Hisham Kandil was to fly to Doha after attending the swearing in of Kenya’s new president in Nairobi, his office said. He is due to hold a joint news conference with Qatari Prime Minister Sheikh Hamad bin Jassim al-Thani on Wednesday.
Qatar has provided Egypt with $5 billion in loans and grants since Islamist President Mohamed Morsi was elected last year and diplomats said Cairo was seeking further support as it faces along, hot summer of power cuts and fuel shortages with or without a $4.8 billion International Monetary Fund (IMF) loan.
Qatar has been propping up Cairo’s sagging foreign currency reserves – which hit a new low of $13.4 billion in March, less than the cost of three months’ imports – by making deposits in the Egyptian central bank.

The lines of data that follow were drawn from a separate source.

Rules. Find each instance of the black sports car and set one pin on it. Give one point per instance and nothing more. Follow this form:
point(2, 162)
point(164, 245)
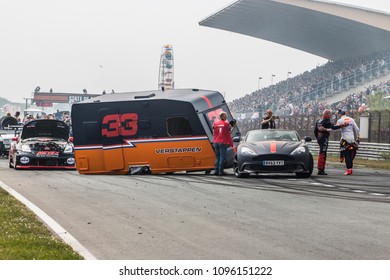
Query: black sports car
point(273, 151)
point(43, 144)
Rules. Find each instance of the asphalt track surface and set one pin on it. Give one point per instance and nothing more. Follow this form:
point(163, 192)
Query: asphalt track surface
point(200, 217)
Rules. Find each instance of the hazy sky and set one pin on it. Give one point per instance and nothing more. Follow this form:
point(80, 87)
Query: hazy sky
point(116, 44)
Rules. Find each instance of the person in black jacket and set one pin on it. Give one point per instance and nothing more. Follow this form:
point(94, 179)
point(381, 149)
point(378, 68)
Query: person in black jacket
point(322, 132)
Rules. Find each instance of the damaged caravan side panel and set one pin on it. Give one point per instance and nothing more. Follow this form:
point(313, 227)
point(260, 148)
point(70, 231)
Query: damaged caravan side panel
point(147, 132)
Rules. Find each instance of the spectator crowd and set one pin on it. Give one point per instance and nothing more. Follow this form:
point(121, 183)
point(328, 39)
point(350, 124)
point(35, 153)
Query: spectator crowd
point(303, 94)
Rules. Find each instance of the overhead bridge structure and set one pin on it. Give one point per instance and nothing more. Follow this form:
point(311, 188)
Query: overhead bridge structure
point(326, 29)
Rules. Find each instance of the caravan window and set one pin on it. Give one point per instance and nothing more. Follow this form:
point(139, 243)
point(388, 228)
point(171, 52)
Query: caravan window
point(178, 126)
point(92, 130)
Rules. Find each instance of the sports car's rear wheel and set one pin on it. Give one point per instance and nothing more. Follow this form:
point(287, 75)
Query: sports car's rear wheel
point(308, 173)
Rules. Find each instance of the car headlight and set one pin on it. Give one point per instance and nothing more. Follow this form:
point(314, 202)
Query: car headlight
point(247, 151)
point(26, 149)
point(298, 151)
point(68, 149)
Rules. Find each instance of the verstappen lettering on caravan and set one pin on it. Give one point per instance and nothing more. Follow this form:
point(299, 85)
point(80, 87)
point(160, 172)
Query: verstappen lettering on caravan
point(153, 131)
point(179, 150)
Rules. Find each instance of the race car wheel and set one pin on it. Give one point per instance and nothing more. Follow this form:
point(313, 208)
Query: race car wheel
point(238, 174)
point(309, 172)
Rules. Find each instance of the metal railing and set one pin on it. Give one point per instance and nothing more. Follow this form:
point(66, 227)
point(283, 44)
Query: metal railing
point(373, 151)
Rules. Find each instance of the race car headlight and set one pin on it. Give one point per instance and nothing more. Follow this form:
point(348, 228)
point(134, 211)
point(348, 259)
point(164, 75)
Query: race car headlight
point(68, 149)
point(247, 151)
point(298, 151)
point(26, 149)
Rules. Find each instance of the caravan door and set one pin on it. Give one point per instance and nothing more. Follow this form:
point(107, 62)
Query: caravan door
point(112, 139)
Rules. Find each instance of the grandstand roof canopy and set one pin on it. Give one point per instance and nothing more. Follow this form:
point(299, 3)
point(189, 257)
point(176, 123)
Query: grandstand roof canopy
point(327, 29)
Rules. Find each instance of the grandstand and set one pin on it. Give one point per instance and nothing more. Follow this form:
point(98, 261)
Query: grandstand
point(355, 41)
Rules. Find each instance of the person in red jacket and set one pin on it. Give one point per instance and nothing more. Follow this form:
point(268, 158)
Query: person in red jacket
point(222, 140)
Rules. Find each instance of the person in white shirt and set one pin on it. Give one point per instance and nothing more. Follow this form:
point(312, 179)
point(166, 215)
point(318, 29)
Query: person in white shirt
point(350, 138)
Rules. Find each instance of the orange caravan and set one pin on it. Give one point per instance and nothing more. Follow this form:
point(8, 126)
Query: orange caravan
point(148, 132)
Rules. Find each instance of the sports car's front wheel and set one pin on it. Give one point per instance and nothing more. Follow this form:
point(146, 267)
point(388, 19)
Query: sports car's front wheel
point(238, 174)
point(309, 172)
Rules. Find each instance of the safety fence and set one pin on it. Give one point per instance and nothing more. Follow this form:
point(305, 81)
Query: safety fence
point(374, 125)
point(373, 151)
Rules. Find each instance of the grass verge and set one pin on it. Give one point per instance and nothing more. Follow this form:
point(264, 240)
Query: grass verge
point(24, 237)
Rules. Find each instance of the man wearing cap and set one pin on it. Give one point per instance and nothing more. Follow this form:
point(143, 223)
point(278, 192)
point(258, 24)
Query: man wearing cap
point(321, 132)
point(348, 144)
point(222, 140)
point(268, 120)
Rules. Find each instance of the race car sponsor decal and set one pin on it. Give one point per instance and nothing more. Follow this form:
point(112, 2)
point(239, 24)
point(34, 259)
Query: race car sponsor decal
point(47, 154)
point(179, 150)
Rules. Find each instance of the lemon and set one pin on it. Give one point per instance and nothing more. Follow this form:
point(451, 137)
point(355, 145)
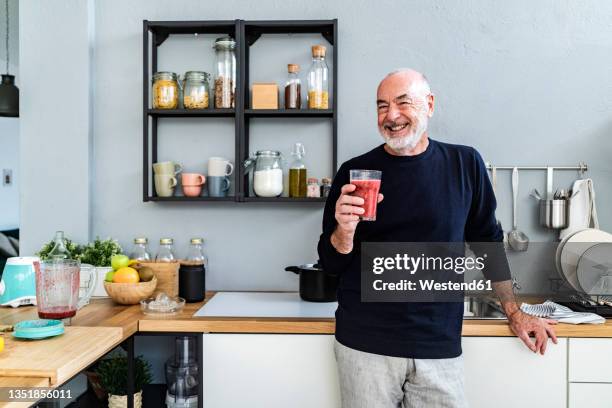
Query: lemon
point(126, 275)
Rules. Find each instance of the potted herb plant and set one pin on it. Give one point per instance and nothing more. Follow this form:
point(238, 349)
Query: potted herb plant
point(113, 379)
point(98, 254)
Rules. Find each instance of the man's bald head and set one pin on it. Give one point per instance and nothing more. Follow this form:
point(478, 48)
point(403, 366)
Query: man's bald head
point(413, 81)
point(404, 103)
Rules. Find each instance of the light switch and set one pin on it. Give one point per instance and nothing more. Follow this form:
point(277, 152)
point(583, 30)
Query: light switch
point(7, 177)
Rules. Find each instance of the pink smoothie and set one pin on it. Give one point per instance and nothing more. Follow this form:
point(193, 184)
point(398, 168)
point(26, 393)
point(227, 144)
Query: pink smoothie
point(368, 190)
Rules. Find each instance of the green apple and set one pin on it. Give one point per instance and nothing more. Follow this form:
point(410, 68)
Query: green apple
point(119, 261)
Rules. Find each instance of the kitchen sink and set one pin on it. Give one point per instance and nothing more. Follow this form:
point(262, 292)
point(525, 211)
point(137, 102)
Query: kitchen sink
point(482, 308)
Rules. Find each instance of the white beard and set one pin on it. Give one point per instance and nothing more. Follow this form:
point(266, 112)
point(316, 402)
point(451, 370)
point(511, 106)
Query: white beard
point(410, 140)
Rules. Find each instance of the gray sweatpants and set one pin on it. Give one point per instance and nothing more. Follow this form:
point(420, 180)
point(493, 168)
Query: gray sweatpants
point(374, 381)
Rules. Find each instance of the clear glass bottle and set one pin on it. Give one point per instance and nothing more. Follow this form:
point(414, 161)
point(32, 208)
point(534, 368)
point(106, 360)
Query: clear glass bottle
point(225, 72)
point(165, 90)
point(165, 252)
point(59, 250)
point(196, 90)
point(318, 80)
point(293, 88)
point(297, 172)
point(140, 252)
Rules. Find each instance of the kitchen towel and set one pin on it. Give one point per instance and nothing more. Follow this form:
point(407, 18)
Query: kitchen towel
point(562, 314)
point(582, 210)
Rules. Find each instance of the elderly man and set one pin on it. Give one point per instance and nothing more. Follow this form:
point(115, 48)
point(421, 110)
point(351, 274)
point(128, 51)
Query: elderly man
point(409, 354)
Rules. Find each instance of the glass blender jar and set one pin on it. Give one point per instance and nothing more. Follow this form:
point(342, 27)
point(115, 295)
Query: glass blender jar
point(182, 375)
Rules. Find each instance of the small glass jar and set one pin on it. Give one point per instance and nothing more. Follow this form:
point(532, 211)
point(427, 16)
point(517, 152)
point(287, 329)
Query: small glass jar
point(225, 72)
point(325, 186)
point(165, 252)
point(268, 174)
point(140, 251)
point(312, 188)
point(165, 90)
point(196, 90)
point(195, 253)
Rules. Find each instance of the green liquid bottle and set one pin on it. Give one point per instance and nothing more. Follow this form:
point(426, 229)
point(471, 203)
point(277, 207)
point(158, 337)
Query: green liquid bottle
point(297, 173)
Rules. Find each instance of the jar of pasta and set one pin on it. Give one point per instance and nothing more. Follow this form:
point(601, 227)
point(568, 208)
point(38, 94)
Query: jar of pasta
point(196, 90)
point(165, 91)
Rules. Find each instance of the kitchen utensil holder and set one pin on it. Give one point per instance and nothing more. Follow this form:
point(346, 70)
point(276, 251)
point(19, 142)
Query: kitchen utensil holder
point(554, 213)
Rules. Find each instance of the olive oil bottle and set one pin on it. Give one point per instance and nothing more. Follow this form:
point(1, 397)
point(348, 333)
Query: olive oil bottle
point(297, 172)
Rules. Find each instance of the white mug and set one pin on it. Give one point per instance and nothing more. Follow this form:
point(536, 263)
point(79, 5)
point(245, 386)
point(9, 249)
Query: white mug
point(219, 167)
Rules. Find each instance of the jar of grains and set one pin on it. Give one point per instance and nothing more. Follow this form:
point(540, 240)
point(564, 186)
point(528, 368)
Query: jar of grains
point(165, 90)
point(225, 72)
point(195, 90)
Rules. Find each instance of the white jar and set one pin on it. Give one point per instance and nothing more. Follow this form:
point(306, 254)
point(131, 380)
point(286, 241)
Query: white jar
point(268, 174)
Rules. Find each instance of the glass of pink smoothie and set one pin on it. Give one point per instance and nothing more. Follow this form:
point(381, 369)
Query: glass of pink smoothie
point(368, 184)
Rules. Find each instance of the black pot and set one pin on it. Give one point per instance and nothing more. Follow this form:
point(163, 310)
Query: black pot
point(315, 284)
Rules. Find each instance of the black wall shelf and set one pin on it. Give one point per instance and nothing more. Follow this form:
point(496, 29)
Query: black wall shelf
point(246, 33)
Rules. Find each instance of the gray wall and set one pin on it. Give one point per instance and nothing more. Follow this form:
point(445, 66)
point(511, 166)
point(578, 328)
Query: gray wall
point(526, 84)
point(9, 127)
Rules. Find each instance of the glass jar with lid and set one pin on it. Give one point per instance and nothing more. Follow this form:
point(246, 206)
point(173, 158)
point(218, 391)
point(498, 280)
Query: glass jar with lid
point(196, 90)
point(225, 72)
point(268, 173)
point(165, 253)
point(165, 90)
point(140, 251)
point(318, 80)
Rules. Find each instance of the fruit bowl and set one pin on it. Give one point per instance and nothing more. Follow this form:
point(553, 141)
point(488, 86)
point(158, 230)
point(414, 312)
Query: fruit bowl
point(130, 293)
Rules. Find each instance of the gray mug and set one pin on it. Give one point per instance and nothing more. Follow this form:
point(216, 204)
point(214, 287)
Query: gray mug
point(217, 186)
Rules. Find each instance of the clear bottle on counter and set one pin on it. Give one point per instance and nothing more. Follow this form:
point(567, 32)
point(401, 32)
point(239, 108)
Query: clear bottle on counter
point(312, 189)
point(297, 172)
point(318, 80)
point(59, 250)
point(140, 252)
point(165, 90)
point(225, 72)
point(293, 88)
point(325, 186)
point(196, 90)
point(165, 252)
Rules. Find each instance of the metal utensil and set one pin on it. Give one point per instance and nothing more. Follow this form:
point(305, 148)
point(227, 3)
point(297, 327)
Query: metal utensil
point(517, 239)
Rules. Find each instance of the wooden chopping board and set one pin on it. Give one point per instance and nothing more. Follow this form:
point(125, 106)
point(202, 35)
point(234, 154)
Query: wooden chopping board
point(57, 358)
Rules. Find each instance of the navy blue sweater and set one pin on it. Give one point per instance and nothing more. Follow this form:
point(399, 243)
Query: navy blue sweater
point(441, 195)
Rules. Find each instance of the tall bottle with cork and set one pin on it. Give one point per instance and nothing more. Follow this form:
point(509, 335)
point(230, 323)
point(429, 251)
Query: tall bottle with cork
point(297, 172)
point(318, 80)
point(192, 274)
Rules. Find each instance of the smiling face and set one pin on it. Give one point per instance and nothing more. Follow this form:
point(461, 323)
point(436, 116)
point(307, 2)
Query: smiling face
point(404, 104)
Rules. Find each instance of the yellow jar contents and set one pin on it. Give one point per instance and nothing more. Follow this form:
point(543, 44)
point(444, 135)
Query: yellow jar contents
point(318, 99)
point(165, 93)
point(297, 183)
point(198, 99)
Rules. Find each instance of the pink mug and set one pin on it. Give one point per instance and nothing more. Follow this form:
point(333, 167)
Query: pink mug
point(192, 184)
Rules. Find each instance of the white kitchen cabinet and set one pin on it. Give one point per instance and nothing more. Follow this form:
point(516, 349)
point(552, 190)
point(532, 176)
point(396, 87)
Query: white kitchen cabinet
point(501, 372)
point(585, 395)
point(269, 371)
point(590, 360)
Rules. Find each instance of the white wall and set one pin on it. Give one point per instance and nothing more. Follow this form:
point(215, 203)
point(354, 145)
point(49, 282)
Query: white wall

Kandil’s visit follows three days of preparatory meetings by Egyptian central bank governor Hisham Ramez in Qatar, amid tension between Cairo and its major donor over two financial disputes, of which Egypt moved to defuse one on Monday.
Egypt’s financial regulator is holding up a proposed joint venture between QInvest, majority owned by Qatar Islamic Bank, and EFG Hermes, the Middle East’s top investment bank. EFG said the deal signed last year will expire if not approved by May 3.
The deal, which will place EFG’s main operations in accompany 60 percent owned by QInvest, is politically sensitive in Egypt because both of EFG’s chief executives are on trial with the two sons of ousted President Hosni Mubarak over allegations of illegal share dealings in relation to a 2007 transaction.
Qatar was also angered by Cairo’s decision to impose a 10percent tax last month on investment gains from the takeover by Qatar National Bank of local lender National Societe Generale Bank, making QNB effectively overpay.
However, a finance ministry aide said on the eve of Kandil’s visit that the government had decided to cancel the tax on stock dividends and investment gains and would reimburse the revenue already levied to shareholders.
QNB said in December it planned to buy only the 77 percent stake in NSGB held by France’s Societe Generale but in February, the Egyptian regulator gave its approval on condition that the Qatari lender buy 100 percent of NSGB.